Taking the first citation as a concrete example:
Schema Representation Constraint: Attribute Declaration
Representation OK In addition to the conditions imposed on
<attribute> element information items by the schema for schema
documents, all of the following also apply:
Cinching down the language lawyer hat, I have to ask what "apply"
even means. Allowing for a bit more cranial circulation, I think
the intent is one (or both, to me they are essentially the same)
of the following:
(1) In addition to the conditions imposed on <attribute> element
information items by the schema for schema documents, all of the
following conditions also are imposed:
(2) In addition to the conditions imposed on <attribute> element
information items by the schema for schema documents, all of the
following conditions also must be tested:
Either of those would, to me, be an improvement. I will not lay
down in the tracks over it however.
I like both of these.
7 The appropriate case
"In this case, it's clear on examination that only one of the
items can be true at a time."
Kind of you to prove my point for me. In certain languages with
"case", an otherwise is ALWAYS executed unless the individual
when/if tests contain a "break". It is exactly this potential
difference in assumptions I was pointing out.
I'm not certain that I understand the issue you are raising here. I
thought at first that it was "What happens if in a series of "if
<condition> then <result>" items, more than one condition is
satisfied?", which makes a difference in just those lists where the
conditions are not mutually exclusive. (Hence the reply, which
suggests that the list in question is not really ambiguous.)

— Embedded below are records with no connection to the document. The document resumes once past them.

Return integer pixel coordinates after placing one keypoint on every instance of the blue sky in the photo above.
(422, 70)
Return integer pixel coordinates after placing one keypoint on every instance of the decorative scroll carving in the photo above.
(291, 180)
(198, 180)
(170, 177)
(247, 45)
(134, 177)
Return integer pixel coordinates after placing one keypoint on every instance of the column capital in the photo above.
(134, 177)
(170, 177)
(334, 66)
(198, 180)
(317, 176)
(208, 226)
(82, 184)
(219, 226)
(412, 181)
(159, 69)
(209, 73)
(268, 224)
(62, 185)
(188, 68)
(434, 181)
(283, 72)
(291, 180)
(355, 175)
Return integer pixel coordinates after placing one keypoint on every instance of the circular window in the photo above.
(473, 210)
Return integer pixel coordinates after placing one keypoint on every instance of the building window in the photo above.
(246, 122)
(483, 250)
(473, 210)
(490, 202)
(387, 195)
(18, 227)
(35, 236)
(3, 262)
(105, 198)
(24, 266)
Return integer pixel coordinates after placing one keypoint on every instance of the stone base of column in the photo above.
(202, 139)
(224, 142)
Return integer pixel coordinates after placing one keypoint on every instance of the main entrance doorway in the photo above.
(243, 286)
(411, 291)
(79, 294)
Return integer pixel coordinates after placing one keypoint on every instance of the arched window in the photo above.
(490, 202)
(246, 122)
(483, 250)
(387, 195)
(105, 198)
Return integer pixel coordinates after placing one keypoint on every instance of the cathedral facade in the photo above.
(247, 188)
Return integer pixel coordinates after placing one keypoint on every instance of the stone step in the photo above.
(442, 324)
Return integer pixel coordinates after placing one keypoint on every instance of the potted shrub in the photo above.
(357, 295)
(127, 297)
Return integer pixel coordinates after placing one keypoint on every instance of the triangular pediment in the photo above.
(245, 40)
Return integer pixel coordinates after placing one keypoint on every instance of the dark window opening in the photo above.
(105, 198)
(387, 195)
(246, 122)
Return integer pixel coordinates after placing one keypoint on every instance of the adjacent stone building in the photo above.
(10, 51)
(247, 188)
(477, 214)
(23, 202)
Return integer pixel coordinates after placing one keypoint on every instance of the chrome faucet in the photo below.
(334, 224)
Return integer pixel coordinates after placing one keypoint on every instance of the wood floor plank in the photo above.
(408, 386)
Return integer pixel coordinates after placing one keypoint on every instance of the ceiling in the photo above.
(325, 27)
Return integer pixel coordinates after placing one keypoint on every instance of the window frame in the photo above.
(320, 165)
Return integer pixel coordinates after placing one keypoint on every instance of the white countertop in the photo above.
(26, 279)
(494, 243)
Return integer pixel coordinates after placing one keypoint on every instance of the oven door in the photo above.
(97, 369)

But now you're focusing on the "otherwise", which makes me think I
didn't understand the issue here in the first place.
Would rephrasing the boilerplate help? And if so, then rephrasing it
how?
Or if really the only thing for it is to say explicitly in section 1.5
what this idiom means, then (I'm sorry to be so dense) what exactly do
you believe we should say about it, to make it clearer to readers?